From: Through the Bible
Exodus 19:4-6 (NIV) 4‘You yourselves have seen what I did to Egypt, and how I carried you on eagles’ wings and brought you to myself. 5Now if you obey me fully and keep my covenant, then out of all nations you will be my treasured possession. Although the whole earth is mine, 6you will be for me a kingdom of priests and a holy nation.’
Redeemed from the oppression of slavery; now what? Now obey, and you wont go back into slavery. As a people free from the things that enslave the world, they can be priests to the world. That was God’s intention. He wasn’t just building a little social club. Instead of becoming inwardly focused on themselves, they were placed on the trade routes of the world to be an example of what a nation led by God looked like.

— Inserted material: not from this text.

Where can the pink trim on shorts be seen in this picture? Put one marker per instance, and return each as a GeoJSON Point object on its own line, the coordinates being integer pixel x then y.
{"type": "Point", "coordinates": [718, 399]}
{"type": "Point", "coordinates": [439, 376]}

God was about to give them the Ten Commandments. First He asked if they wanted to accept the call. Then He instructed them, through the Law, how to be that example the world needed to see. If they could live that way, they would be priests to the world. In the days of Joshua and some of the reign of David, that was true of them. David’s conquest of Israel’s neighbors brought the influence of the Law to the surrounding nations.
You have been redeemed from slavery too. It is not just to hang out in your church social group. It is to affect the world around you. Though you are not under the Law as your guide, you have a more intimate Instructor, the Holy Spirit. If you have dedicated yourself to being the LORD’s vessel in every area of life, you will need His constant instruction to be the example the world needs. You become a priest to those your life comes in contact with, directing them to the Word of God and showing them an eternal perspective (1 Peter 2:5). You are an heir of this promise through the indwelling Holy Spirit.
Consider: Obey Him fully. The world around you needs the loving influence of the priests of God.
Matthew 7:15-16 (NIV) 15“Watch out for false prophets. They come to you in sheep’s clothing, but inwardly they are ferocious wolves. 16By their fruit you will recognize them. Do people pick grapes from thornbushes, or figs from thistles?
Jesus taught us to watch out for false prophets. Many people claim to have a message from God. Outwardly it is hard to spot them. The ‘sheep’s clothing’ often causes us to think they are one of God’s children. But the outside and the inside are totally different. For most people, the person who rants and raves and condemns everyone is easily spotted as being off track, but what about these that appear to be gentle and meek? How are we supposed to spot them?
One way to identify a plant is by the leaf, but even then it is easy to make a mistake. Many leaves are similar. The easiest way is to see the plant’s fruit. What does the plant produce? That tells you what kind of plant it is. What is the fruit of the life of the person you are wondering about? Is their home full of peace and love? Are their followers loving and kind? Does their teaching humble the listener or make them proud about having some secret wisdom? A false teacher can imitate the gifts of the Spirit, but they cannot for long imitate the fruit of the Spirit. Watch them when they are not in front of their audience. See them when they think no one else is watching, and you will soon know what kind of tree they are.
The same is true for us. Do you know what kind of tree you are? What would an unbiased observer of your life conclude? Would they say you are a grapevine or a thornbush, a fig tree or thistle? Sometimes we believe we are something we are not. Look at your fruit, and be honest with what your fruit really is. That is the first step toward the transformation that the life of Christ in you will produce.
Remember: Become His fruit and you will bear His fruit.